Optimal Learning from Label Proportions with General Loss Functions
Lorne Applebaum, Travis Dick, Claudio Gentile, Haim Kaplan, Tomer Koren
TL;DR
The paper tackles Learning from Label Proportions where training labels are available only as bag-level proportions. It introduces a low-variance debiasing method that builds unbiased bag-level estimators for general loss functions across binary and multiclass tasks, with a variance bound independent of bag size $k$. It then develops a Median-of-Means tournament to select hypotheses using pairwise loss differences, achieving regret bounds with sample complexity that scales with $k$, the class count $c$, and the number of bags $m$. Empirical results on MNIST, CIFAR-10, Higgs, Adult, and Criteo demonstrate strong performance, especially for large bag sizes, and establish competitive baselines in both batch and online settings.

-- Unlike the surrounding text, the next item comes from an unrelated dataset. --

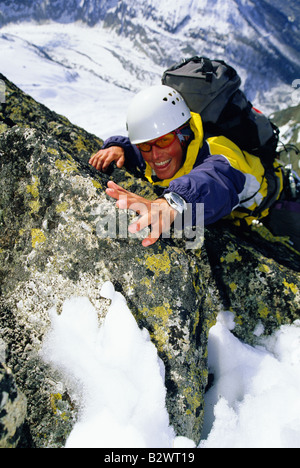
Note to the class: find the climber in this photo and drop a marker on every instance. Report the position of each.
(166, 143)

This framework broadens LLP applicability to practical losses and real-world large-scale datasets such as online advertising conversion prediction.
Abstract
Motivated by problems in online advertising, we address the task of Learning from Label Proportions (LLP). We introduce a novel and versatile low-variance debiasing methodology to learn from aggregate label information, significantly advancing the state of the art in LLP. Our debiasing approach exhibits remarkable flexibility, seamlessly accommodating a broad spectrum of practically relevant loss functions across both binary and multi-class classification settings. By carefully combining our estimators with standard techniques, we improve sample complexity guarantees for a large class of losses of practical relevance. We also empirically validate the efficacy of our proposed approach across a diverse array of benchmark datasets, demonstrating compelling empirical advantages over standard baselines.